Stampede, Acrylic 24 x 30
Grace Estes Henderson, Artist
Just a Balancing Act, Acrylic 14 x 14
Grace Estes Henderson, Artist


There are times no matter how hard I try I can't escape what I think so when Josh asked me to watch Pollock years ago I had a hard time getting past Jackson's neglect of his wife. Just a couple of months ago I watched this and developed a new appreciation for who that guy must have been.

Grace? She sees art as an expression of the soul and the mind, which she says is simply fun.

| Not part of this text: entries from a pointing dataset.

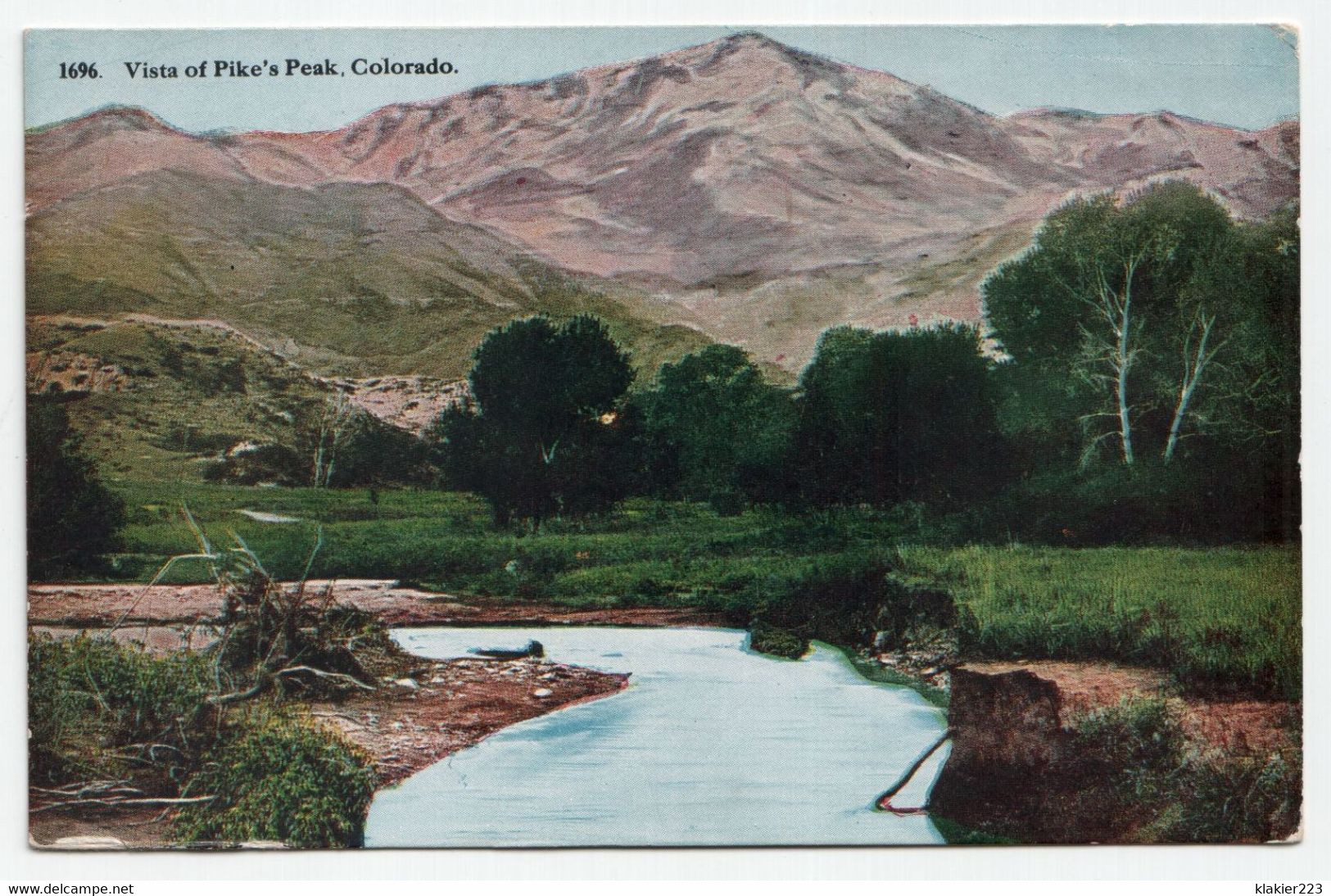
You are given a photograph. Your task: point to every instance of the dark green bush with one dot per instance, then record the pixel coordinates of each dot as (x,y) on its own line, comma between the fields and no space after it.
(93,704)
(281,781)
(777,642)
(72,518)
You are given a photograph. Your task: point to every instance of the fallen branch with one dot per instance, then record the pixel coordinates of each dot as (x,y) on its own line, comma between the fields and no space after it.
(884,802)
(291,670)
(116,803)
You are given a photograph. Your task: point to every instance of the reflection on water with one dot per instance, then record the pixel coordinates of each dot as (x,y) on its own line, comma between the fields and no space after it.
(711,744)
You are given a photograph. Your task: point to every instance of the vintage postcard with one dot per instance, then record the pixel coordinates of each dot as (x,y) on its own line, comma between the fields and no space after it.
(651,437)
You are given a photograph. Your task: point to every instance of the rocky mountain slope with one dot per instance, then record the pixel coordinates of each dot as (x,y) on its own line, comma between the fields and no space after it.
(745,188)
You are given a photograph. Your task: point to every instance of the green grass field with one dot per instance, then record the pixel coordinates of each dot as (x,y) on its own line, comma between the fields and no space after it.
(1218,618)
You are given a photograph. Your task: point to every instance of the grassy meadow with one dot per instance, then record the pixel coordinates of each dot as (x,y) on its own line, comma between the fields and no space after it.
(1222,619)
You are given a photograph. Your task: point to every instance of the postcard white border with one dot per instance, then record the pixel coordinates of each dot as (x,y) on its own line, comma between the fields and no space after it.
(1303,862)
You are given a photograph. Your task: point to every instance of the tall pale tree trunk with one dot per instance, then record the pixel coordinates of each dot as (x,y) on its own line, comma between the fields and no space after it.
(1194,365)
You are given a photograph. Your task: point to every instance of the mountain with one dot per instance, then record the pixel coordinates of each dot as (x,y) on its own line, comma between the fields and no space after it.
(344,278)
(741,188)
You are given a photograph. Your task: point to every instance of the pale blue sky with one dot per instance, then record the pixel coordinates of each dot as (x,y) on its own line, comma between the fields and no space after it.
(1238,75)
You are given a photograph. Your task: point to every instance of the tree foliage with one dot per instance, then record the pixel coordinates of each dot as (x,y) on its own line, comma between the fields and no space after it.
(892,417)
(539,437)
(1156,330)
(74,519)
(715,429)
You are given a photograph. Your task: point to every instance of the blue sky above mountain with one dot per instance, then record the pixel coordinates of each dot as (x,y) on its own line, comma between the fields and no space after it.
(1238,75)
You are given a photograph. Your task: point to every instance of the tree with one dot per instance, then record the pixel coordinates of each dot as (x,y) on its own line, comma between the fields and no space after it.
(330,429)
(1192,374)
(539,433)
(1118,297)
(717,430)
(72,517)
(890,417)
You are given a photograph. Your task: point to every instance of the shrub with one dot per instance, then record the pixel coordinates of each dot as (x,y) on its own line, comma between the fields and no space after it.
(777,642)
(100,710)
(281,781)
(72,518)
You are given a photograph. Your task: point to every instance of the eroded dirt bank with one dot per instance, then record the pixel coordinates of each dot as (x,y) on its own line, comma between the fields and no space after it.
(1022,766)
(185,604)
(419,713)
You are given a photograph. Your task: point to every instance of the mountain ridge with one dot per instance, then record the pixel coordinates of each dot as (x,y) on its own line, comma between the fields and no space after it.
(741,187)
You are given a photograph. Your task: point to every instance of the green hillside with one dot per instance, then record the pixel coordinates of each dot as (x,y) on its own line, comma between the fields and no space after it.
(349,278)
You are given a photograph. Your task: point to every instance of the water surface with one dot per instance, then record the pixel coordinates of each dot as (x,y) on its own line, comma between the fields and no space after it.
(711,744)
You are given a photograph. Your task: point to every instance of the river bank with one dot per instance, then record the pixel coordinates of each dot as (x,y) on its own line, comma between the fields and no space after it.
(419,713)
(423,711)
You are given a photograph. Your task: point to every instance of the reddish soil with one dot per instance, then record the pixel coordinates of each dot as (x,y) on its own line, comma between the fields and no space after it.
(1237,727)
(455,704)
(419,714)
(165,604)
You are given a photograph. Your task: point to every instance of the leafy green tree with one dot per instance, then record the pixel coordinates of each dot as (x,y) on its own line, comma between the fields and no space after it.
(539,437)
(717,429)
(1125,305)
(890,417)
(74,519)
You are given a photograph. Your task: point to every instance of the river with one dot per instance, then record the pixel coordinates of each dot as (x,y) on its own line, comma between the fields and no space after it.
(711,744)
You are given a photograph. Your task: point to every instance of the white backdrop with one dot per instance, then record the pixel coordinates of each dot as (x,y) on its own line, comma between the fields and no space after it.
(1303,862)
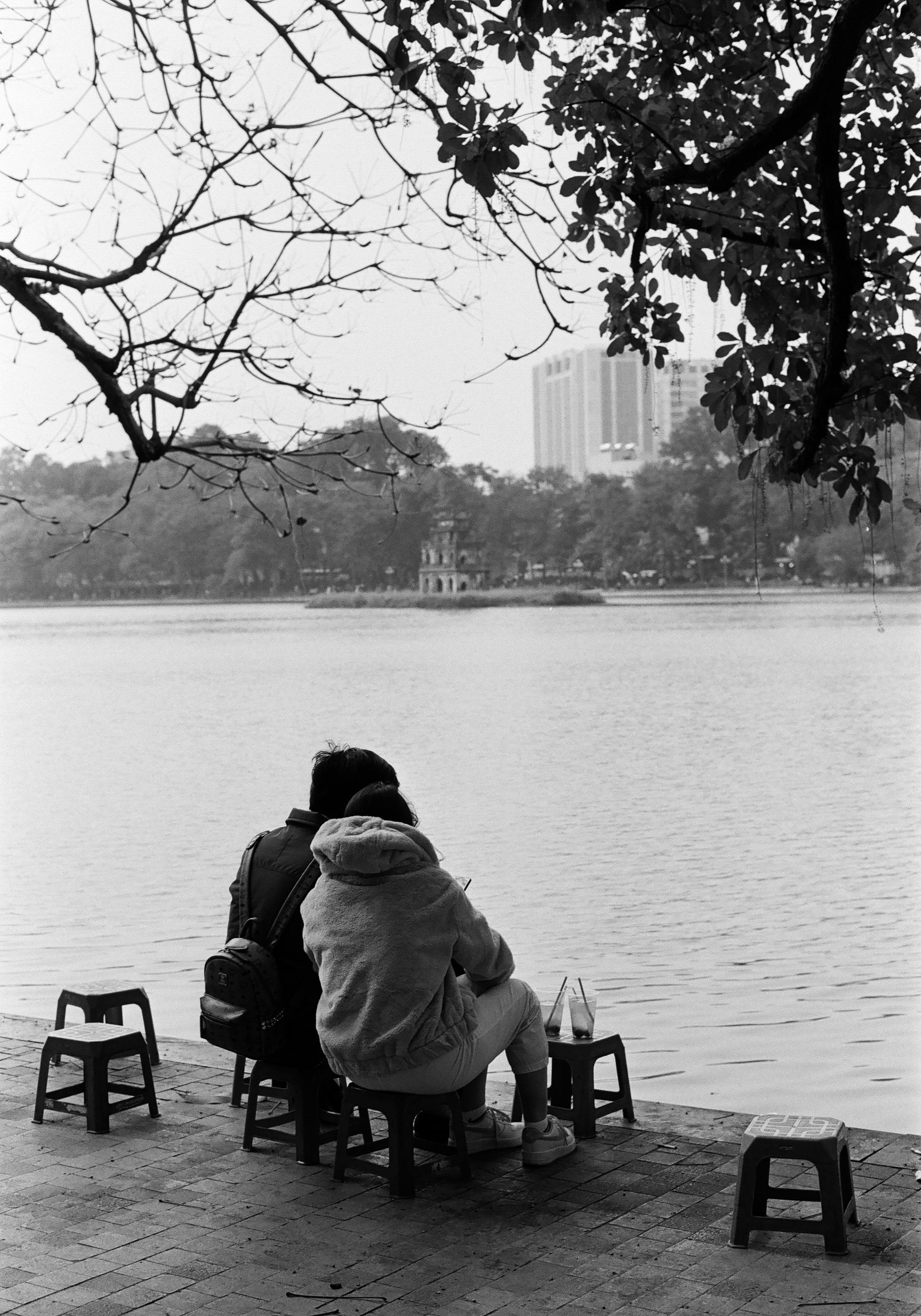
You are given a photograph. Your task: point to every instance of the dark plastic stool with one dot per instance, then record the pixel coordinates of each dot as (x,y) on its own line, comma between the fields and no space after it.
(400,1110)
(103,1002)
(95,1045)
(573,1093)
(302,1090)
(795,1137)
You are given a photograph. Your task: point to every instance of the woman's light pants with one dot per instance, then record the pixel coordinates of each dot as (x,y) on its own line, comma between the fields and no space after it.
(508,1019)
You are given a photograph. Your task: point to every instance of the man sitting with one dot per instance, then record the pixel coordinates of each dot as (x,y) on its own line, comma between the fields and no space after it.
(279,860)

When selling anything it always made sense to say, Who is my buyer, what do they want? The best thing I saw in Pollock was he didn't care. My opinion is if he had it would have ruined his work so that is where I connect with him and that is how I know if I had a billion zillion dollars I might have a Jackson Pollock in my home.


Deauville, Oil on Canvas 11 x 14
Anne Hughes Sayle, Artist

I accept that I am a novice.
Seriously, what do I know? Nothing about brush strokes.
My sense of color? Absent. My Aunt Wanda picked the paint for the walls in my house and they would never change unless she told me to do so.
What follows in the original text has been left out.